Thandara Santos, representante do Fórum
Brasileiro de Segurança Pública, apresentou as condições gerais de
encarceramento no Brasil: 32% de presos provisórios, 13% presos que trabalham
(geralmente em limpeza e outras atividades dentro da prisão) e 12% presos que
estudam. Ela apontou que, apesar do aumento do encarceramento feminino, apenas
16% das unidades prisionais têm espaços para gestantes e lactantes.
Situação em SP
O coordenador do núcleo especializado
de situação carcerária da Defensoria Pública de São Paulo, Mateus Moro,
apresentou quadro grave da violência prisional no estado, que detém um terço da
população carcerária do país. Entre abril de 2020 e maio deste ano (portanto
durante a pandemia), houve violência na prisão em flagrante de 31,4% dos homens
e 19,7% das mulheres. A maioria dos casos foi de violência física, ameaças e
agressão verbal. Além disso, 85% das unidades prisionais fazem racionamento de
água, 95% estão superlotadas e 30% não têm médico.
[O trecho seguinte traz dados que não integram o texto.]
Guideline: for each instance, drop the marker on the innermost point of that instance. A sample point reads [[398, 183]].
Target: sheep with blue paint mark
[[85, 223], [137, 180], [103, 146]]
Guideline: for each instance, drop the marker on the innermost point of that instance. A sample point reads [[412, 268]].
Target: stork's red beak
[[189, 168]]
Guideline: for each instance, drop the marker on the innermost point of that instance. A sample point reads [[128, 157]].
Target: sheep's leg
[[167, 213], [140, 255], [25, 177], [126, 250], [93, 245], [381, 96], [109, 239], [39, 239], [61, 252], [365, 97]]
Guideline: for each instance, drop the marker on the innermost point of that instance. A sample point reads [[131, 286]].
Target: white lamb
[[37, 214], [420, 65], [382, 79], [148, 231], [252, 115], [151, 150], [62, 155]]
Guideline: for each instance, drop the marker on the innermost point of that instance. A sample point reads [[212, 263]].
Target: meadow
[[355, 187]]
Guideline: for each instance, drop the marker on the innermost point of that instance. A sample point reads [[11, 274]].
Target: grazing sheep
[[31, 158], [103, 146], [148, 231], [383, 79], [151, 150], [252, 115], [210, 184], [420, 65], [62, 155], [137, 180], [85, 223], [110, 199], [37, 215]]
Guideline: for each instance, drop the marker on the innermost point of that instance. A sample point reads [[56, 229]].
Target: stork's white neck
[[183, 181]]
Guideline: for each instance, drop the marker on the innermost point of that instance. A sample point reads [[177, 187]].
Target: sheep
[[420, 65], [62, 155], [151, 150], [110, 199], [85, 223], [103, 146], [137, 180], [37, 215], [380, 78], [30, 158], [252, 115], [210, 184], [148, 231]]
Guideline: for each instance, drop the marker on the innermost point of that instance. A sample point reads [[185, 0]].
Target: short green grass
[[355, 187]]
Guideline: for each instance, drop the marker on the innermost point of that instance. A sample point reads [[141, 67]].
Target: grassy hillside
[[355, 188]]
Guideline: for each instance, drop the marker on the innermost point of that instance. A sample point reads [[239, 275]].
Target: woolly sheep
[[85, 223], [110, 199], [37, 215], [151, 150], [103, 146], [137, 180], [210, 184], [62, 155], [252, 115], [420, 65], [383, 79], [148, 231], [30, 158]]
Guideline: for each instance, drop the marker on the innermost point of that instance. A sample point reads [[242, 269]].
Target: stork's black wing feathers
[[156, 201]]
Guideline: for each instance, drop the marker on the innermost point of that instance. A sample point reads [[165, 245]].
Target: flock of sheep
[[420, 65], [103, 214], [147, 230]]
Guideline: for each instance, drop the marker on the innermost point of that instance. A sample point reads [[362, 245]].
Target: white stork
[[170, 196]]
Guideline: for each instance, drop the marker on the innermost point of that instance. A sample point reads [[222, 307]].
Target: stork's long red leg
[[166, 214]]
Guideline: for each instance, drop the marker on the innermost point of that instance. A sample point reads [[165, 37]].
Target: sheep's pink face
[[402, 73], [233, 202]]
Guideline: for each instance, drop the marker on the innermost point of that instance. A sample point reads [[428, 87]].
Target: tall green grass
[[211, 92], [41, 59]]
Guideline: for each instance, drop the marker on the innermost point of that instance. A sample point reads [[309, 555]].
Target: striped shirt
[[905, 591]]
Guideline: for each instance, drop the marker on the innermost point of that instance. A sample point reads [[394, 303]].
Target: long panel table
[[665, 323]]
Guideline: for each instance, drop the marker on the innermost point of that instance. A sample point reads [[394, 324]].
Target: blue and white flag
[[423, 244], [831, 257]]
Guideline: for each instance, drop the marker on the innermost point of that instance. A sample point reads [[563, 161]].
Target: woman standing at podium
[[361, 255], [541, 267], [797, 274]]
Também foi realizada pesquisa
específica em relação à população LGBTQI+ nas prisões de São Paulo, que chegou
a 2.747 pessoas (42% gays e lésbicas, 30% bissexuais, 17% travestis e 6,7% de
mulheres trans). Desses, 90% sofrem restrições no compartilhamento de
utensílios, 90% já foram forçados a ficar nus na frente dos demais presos, 80%
não têm o nome social respeitado e 32% apresentam pensamento suicida.
Superlotação
Apontado como um dos responsáveis pela
superlotação nos presídios, o Judiciário informou já ter realizado cerca de 700
mil audiências de custódia desde 2015, contribuindo para a redução de 11% das
prisões provisórias. Segundo o Conselho Nacional de Justiça, as cerca de 280 mil
pessoas que deixaram de entrar no sistema prisional proporcionaram economia de
R$ 13,8 bilhões para o país. Juiz auxiliar da presidência do CNJ, Walter dos
Santos Junior citou algumas das outras 27 ações em curso na Justiça.
“Há um esforço do CNJ para a criação de
um fluxo permanente de identificação civil de pessoas privadas de liberdade,
com o uso de biometria. Para qualificar o controle do poder Judiciário e
promover o equilíbrio entre a porta de entrada e a porta de saída do sistema
prisional, o CNJ está desenvolvendo a tecnologia da Central de Vagas, o
fortalecimento da aplicação de cautelares e das alternativas penais, que são
fundamentais para a redução do encarceramento”.
O presidente da Comissão de Direitos
Humanos, deputado Carlos Veras (PT-PE), espera reunir o máximo de sugestões
para mudar a atual situação de caos do sistema prisional.
“As mais de 240 recomendações foram
agrupadas em eixos de maneira a contemplar todos os pontos que devem ser
avaliados. Todas as sugestões aqui apresentadas serão consideradas no relatório
final”, disse.
O Ministério Público do Trabalho, por
exemplo, sugeriu a criação de cotas para a contração de presos, com foco na
ressocialização e na redução da reincidência criminal.